Si vous voulez passer plus vite de l’idée à une orchestration fonctionnelle, un workflow de prototypage peut aider à prototyper ces pipelines sans reconstruire tout le squelette de l’app. Par exemple, Koder permet aux équipes de créer des web apps (React), des backends (Go + PostgreSQL) et même des apps mobiles (Flutter) via chat — puis d’itérer sur des flux comme « entrées → modèle → appels d’outils → validations → UI » avec des fonctions de mode planification, snapshots et rollback, plus export du code source quand vous êtes prêt à posséder le repo.
Machines à états pour tâches multi‑étapes
Les expériences en plusieurs étapes (triage → collecte d’infos → confirmation → exécution → résumé) fonctionnent mieux lorsqu’elles sont modélisées comme un workflow ou une machine à états.
Pattern simple : chaque étape a (1) entrées autorisées, (2) sorties attendues, et (3) transitions. Cela évite les conversations errantes et rend explicites les cas limites — par exemple que se passe‑t‑il si l’utilisateur change d’avis ou fournit des infos partielles.

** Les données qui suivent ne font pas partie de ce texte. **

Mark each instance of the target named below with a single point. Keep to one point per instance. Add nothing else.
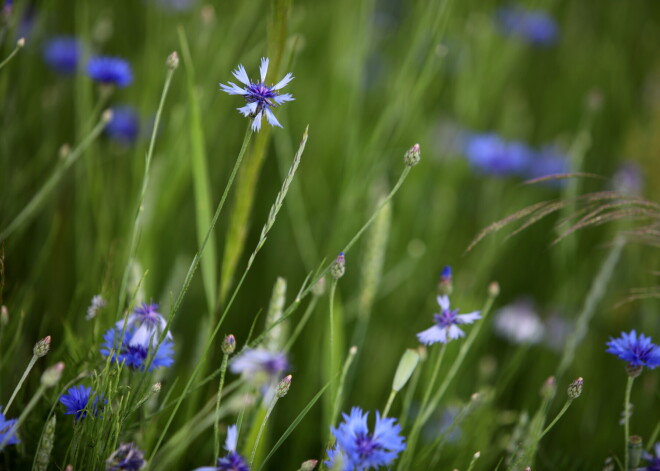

Raisonnement single‑shot vs multi‑tours
Le single‑shot est adapté aux tâches contenues : classer un message, rédiger une courte réponse, extraire des champs d’un document. C’est moins cher, plus rapide et plus facile à valider.
Le raisonnement multi‑tour est préférable quand le modèle doit poser des questions clarificatrices ou quand des outils sont nécessaires itérativement (ex. plan → recherche → affiner → confirmer). Utilisez‑le intentionnellement et limitez les boucles par temps/étapes.
Idempotence : éviter les effets secondaires répétés
Les modèles réessaient. Les réseaux tombent. Les utilisateurs double‑cliquent. Si une étape IA peut déclencher des effets secondaires — envoi d’e‑mail, réservation, facturation — rendez‑la idempotente.
Tactiques communes : attacher une clé d’idempotence à chaque action « exécuter », stocker le résultat de l’action, et s’assurer que les retries renvoient le même résultat plutôt que de répéter l’action.
Traces : rendre chaque étape débogable
Ajoutez de la traçabilité pour pouvoir répondre : Qu’a vu le modèle ? Qu’a‑t‑il décidé ? Quels outils ont tourné ?
Loggez une trace structurée par exécution : version du prompt, entrées, IDs de contexte récupérés, requêtes/réponses d’outils, erreurs de validation, retries et sortie finale. Cela transforme « l’IA a fait quelque chose de bizarre » en une timeline auditée et corrigeable.
Le prompting comme logique produit : contrats et formats clairs
Quand le modèle fait partie de votre logique applicative, vos prompts cessent d’être du « texte marketing » et deviennent des spécifications exécutables. Traitez‑les comme des exigences produit : portée explicite, sorties prévisibles et contrôle des changements.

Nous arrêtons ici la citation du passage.